**Chapter 3 a**

55.9K 1.2K 79
                                    

Cahaya mentari menelusup masuk melewati tirai kamar yang sedikit terbuka. Kulihat ke sekeliling dan mendapati pemandangan baru. Jendela besar di sebelah kanan tempat tidur, sebuah lemari putih di dinding sebelah kiri, meja rias, dan rak buku di ujung seberang tempat tidur.

Ini bukan kamarku.

Tiba-tiba potongan kejadian semalam muncul dalam ingatan, membuatku buru-buru menoleh ke arah samping.

Tidak ada. Tidak ada sosok Mike yang tertidur di sebelahku. Apa semalam aku hanya bermimpi erotis?

Saat mencoba untuk duduk, selimut yang menutupi tubuhku tiba-tiba meluncur turun memperlihatkan tubuh tanpa busanaku. Dengan kaget kutarik selimut tersebut hingga sebatas dada. Ternyata yang semalam memang bukan mimpi. Kurasakan wajahku memanas. Malu sekali rasanya mengingat kejadian semalam.

Tapi di mana Mike? Apa dia sudah bangun? Benar-benar memalukan sekali, dia bahkan bangun lebih awal. Aku menurunkan kaki dari tempat tidur lalu meraih jubah tidurku yang tergeletak di lantai, kemudian memunguti pakaian yang berserakan. Setelah semuanya terkumpul, segera saja aku bergegas menuju kamar mandi untuk membersihkan diri.

Aku berdiri di depan wastafel dan menatap ke dalam cermin. Tampak beberapa titik seperti memar merah keunguan di kulit leherku. Perbuatan Mike. Kuusap bekas hickey tersebut dan kembali teringat akan apa yang ia lakukan semalam sehingga masih membekas hingga pagi ini. Wajahku memerah lagi.

Kuakui pada awalnya aku memang tidak menyukai hal itu. Hingga akhirnya Mike membawaku pada suatu sensasi yang belum pernah kurasakan sebelumnya, dan itu benar-benar nikmat. Oh, bisa-bisanya aku menikmati sesuatu yang seharusnya kutolak. Memalukan sekali. Menggelengkan kepala, kulepaskan jubah tidur lalu mengguyur tubuh di bawah pancuran.

***

Sosok Mike masih belum terlihat di ruang makan. Hanya ada dua orang pelayan wanita yang saat melihat kehadiranku langsung menarik sebuah kursi untuk kududuki dan segera menghidangkan makanan.

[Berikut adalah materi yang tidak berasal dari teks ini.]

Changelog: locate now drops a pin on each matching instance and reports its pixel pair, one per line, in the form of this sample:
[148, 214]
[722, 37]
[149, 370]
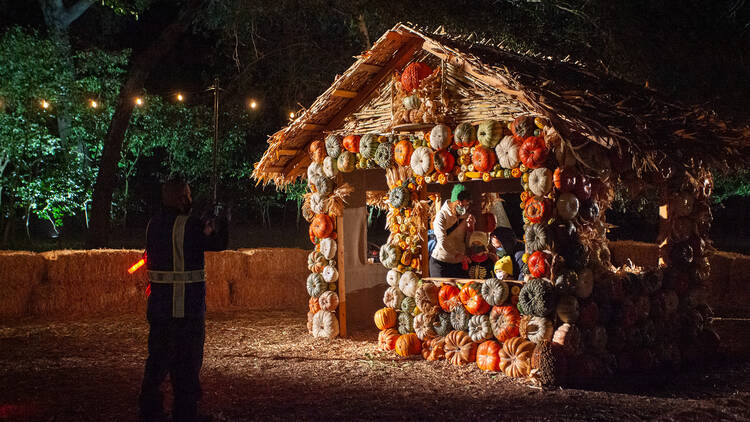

"Terimakasih," ucapku saat mereka telah selesai menghidangkan sarapan. Di hadapanku kini terhidang roti panggang dan sebuah mangkuk beruap berisi cairan kental entah apa itu, juga segelas jus jeruk. Dua orang pelayan itu tersenyum sambil membungkuk, lalu segera undur diri.

"Hmmm... dimana Michael?" tanyaku sebelum pelayan tersebut pergi.

"Sepertinya master Michael masih tidur, Nyonya. Jadi kami mengantarkan sarapan ke kamarnya pagi ini," jawab salah satu pelayan itu.

Jadi Mike masih di kamarnya? Apa semalam ia tidak tidur di kamarku?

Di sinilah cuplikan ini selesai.